Depositing a high quality diamond layer on GaN is not easy. The diamond layer has a tendency to intrude on the GaN, forming popcorn-like nanoscale structures at the interface. The solution is to add a layer of SiN, which, because of its very low thermal conductivity, needs to be as thin as possible while still ensuring a good quality diamond film. Francis says that a thickness of around 25 nm produces the best results when considering device performance and consistency.

Because the deposited diamond forms tens of micron-sized particles, a polishing process is required to ensure a smooth surface. A first step reduces the peak-to-valley roughness variation from 30 μm to 5 μm, followed by a second step that reduces the surface roughness to 0.5 μm. Applying both steps trims the total thickness of the diamond from about 200 μm to 105 μm.

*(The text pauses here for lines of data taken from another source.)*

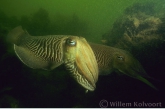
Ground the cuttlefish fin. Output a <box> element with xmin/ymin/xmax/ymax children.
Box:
<box><xmin>14</xmin><ymin>45</ymin><xmax>58</xmax><ymax>70</ymax></box>
<box><xmin>7</xmin><ymin>26</ymin><xmax>63</xmax><ymax>70</ymax></box>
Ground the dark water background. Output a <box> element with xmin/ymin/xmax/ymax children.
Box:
<box><xmin>0</xmin><ymin>0</ymin><xmax>165</xmax><ymax>108</ymax></box>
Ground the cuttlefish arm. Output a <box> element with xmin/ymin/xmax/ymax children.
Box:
<box><xmin>7</xmin><ymin>26</ymin><xmax>98</xmax><ymax>91</ymax></box>
<box><xmin>89</xmin><ymin>43</ymin><xmax>157</xmax><ymax>90</ymax></box>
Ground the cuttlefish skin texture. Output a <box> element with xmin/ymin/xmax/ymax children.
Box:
<box><xmin>7</xmin><ymin>26</ymin><xmax>98</xmax><ymax>91</ymax></box>
<box><xmin>89</xmin><ymin>43</ymin><xmax>157</xmax><ymax>90</ymax></box>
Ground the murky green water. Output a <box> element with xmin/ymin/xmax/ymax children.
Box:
<box><xmin>0</xmin><ymin>0</ymin><xmax>165</xmax><ymax>108</ymax></box>
<box><xmin>0</xmin><ymin>0</ymin><xmax>161</xmax><ymax>43</ymax></box>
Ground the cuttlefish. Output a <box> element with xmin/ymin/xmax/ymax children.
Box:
<box><xmin>7</xmin><ymin>26</ymin><xmax>157</xmax><ymax>92</ymax></box>
<box><xmin>7</xmin><ymin>26</ymin><xmax>98</xmax><ymax>92</ymax></box>
<box><xmin>89</xmin><ymin>43</ymin><xmax>157</xmax><ymax>90</ymax></box>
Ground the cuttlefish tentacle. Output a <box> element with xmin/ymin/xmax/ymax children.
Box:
<box><xmin>7</xmin><ymin>26</ymin><xmax>98</xmax><ymax>91</ymax></box>
<box><xmin>89</xmin><ymin>43</ymin><xmax>157</xmax><ymax>90</ymax></box>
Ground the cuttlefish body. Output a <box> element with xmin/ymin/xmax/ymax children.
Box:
<box><xmin>90</xmin><ymin>43</ymin><xmax>157</xmax><ymax>90</ymax></box>
<box><xmin>7</xmin><ymin>26</ymin><xmax>98</xmax><ymax>91</ymax></box>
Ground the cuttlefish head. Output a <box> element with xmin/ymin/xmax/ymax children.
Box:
<box><xmin>63</xmin><ymin>36</ymin><xmax>98</xmax><ymax>91</ymax></box>
<box><xmin>113</xmin><ymin>50</ymin><xmax>145</xmax><ymax>77</ymax></box>
<box><xmin>112</xmin><ymin>49</ymin><xmax>157</xmax><ymax>90</ymax></box>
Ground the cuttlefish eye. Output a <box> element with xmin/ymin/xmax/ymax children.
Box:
<box><xmin>117</xmin><ymin>56</ymin><xmax>124</xmax><ymax>61</ymax></box>
<box><xmin>66</xmin><ymin>38</ymin><xmax>76</xmax><ymax>46</ymax></box>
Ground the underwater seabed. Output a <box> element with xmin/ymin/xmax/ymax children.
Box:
<box><xmin>0</xmin><ymin>57</ymin><xmax>164</xmax><ymax>108</ymax></box>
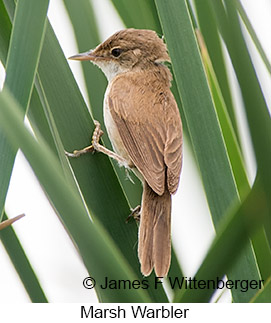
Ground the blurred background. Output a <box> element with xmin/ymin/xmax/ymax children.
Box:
<box><xmin>0</xmin><ymin>0</ymin><xmax>270</xmax><ymax>302</ymax></box>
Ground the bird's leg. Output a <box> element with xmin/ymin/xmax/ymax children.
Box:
<box><xmin>126</xmin><ymin>205</ymin><xmax>141</xmax><ymax>223</ymax></box>
<box><xmin>91</xmin><ymin>121</ymin><xmax>127</xmax><ymax>164</ymax></box>
<box><xmin>65</xmin><ymin>120</ymin><xmax>127</xmax><ymax>165</ymax></box>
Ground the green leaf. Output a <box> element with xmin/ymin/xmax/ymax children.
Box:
<box><xmin>27</xmin><ymin>88</ymin><xmax>59</xmax><ymax>156</ymax></box>
<box><xmin>0</xmin><ymin>0</ymin><xmax>11</xmax><ymax>63</ymax></box>
<box><xmin>2</xmin><ymin>0</ymin><xmax>55</xmax><ymax>155</ymax></box>
<box><xmin>0</xmin><ymin>0</ymin><xmax>49</xmax><ymax>219</ymax></box>
<box><xmin>155</xmin><ymin>0</ymin><xmax>261</xmax><ymax>302</ymax></box>
<box><xmin>0</xmin><ymin>213</ymin><xmax>48</xmax><ymax>302</ymax></box>
<box><xmin>193</xmin><ymin>0</ymin><xmax>240</xmax><ymax>144</ymax></box>
<box><xmin>197</xmin><ymin>30</ymin><xmax>249</xmax><ymax>199</ymax></box>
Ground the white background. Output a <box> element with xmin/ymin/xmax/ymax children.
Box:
<box><xmin>0</xmin><ymin>0</ymin><xmax>270</xmax><ymax>303</ymax></box>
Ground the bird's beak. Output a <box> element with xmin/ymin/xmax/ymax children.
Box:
<box><xmin>68</xmin><ymin>50</ymin><xmax>97</xmax><ymax>61</ymax></box>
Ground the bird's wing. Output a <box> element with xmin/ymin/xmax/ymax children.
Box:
<box><xmin>108</xmin><ymin>73</ymin><xmax>182</xmax><ymax>195</ymax></box>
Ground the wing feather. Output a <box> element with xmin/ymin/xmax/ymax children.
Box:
<box><xmin>108</xmin><ymin>72</ymin><xmax>182</xmax><ymax>195</ymax></box>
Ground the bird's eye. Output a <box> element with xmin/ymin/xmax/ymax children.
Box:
<box><xmin>111</xmin><ymin>48</ymin><xmax>123</xmax><ymax>57</ymax></box>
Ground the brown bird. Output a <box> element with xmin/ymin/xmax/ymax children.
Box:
<box><xmin>68</xmin><ymin>29</ymin><xmax>183</xmax><ymax>277</ymax></box>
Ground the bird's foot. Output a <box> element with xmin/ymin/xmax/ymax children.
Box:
<box><xmin>126</xmin><ymin>205</ymin><xmax>141</xmax><ymax>223</ymax></box>
<box><xmin>65</xmin><ymin>120</ymin><xmax>103</xmax><ymax>158</ymax></box>
<box><xmin>65</xmin><ymin>120</ymin><xmax>128</xmax><ymax>166</ymax></box>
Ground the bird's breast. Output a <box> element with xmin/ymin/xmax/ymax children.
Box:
<box><xmin>103</xmin><ymin>83</ymin><xmax>133</xmax><ymax>168</ymax></box>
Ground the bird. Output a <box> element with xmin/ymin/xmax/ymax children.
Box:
<box><xmin>68</xmin><ymin>28</ymin><xmax>183</xmax><ymax>277</ymax></box>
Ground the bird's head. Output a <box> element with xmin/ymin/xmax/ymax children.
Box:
<box><xmin>69</xmin><ymin>28</ymin><xmax>170</xmax><ymax>81</ymax></box>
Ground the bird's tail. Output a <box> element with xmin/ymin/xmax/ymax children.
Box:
<box><xmin>138</xmin><ymin>181</ymin><xmax>171</xmax><ymax>277</ymax></box>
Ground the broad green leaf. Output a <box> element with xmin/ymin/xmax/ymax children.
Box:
<box><xmin>197</xmin><ymin>30</ymin><xmax>249</xmax><ymax>199</ymax></box>
<box><xmin>27</xmin><ymin>88</ymin><xmax>59</xmax><ymax>156</ymax></box>
<box><xmin>155</xmin><ymin>0</ymin><xmax>261</xmax><ymax>302</ymax></box>
<box><xmin>193</xmin><ymin>0</ymin><xmax>240</xmax><ymax>144</ymax></box>
<box><xmin>0</xmin><ymin>0</ymin><xmax>49</xmax><ymax>220</ymax></box>
<box><xmin>0</xmin><ymin>0</ymin><xmax>11</xmax><ymax>63</ymax></box>
<box><xmin>1</xmin><ymin>0</ymin><xmax>58</xmax><ymax>157</ymax></box>
<box><xmin>0</xmin><ymin>213</ymin><xmax>48</xmax><ymax>302</ymax></box>
<box><xmin>0</xmin><ymin>88</ymin><xmax>151</xmax><ymax>303</ymax></box>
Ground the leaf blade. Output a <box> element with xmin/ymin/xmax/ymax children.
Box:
<box><xmin>0</xmin><ymin>0</ymin><xmax>49</xmax><ymax>219</ymax></box>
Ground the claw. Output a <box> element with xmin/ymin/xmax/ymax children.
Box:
<box><xmin>65</xmin><ymin>145</ymin><xmax>94</xmax><ymax>158</ymax></box>
<box><xmin>126</xmin><ymin>205</ymin><xmax>141</xmax><ymax>223</ymax></box>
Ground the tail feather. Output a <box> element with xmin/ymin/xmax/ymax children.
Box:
<box><xmin>138</xmin><ymin>181</ymin><xmax>171</xmax><ymax>277</ymax></box>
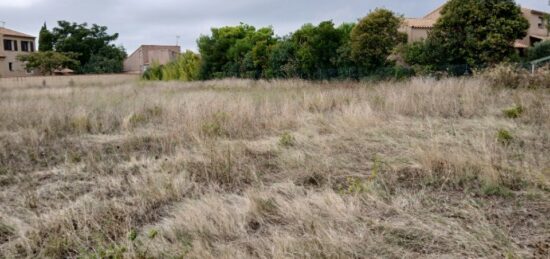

Francis and colleagues compared the performance of GaN-on-SiC HEMTs to that of diamond-based GaN HEMTs. The former was measured as a device with a gate length of 150 nm, an operating frequency of 20 GHz, and an efficiency of 25%, with a substrate temperature of 25°C when the channel temperature was 200°C. For the diamond-based GaN variant, a gate length of 250 nm was used because the team had not yet perfected the 150 nm process. The larger gate reduced the efficiency to 20%. Encouragingly, however, for a channel temperature of 200°C, substrate temperatures can be as high as 100°C, allowing the device to operate in space without active cooling.

This promising result, like the devices Rosker describes - as well as those fabricated at MIT and Osaka City University - gives us a glimpse of what might be possible in the future. Many doors can be opened when devices use different materials, which helps take the importance of our industry to a whole new level.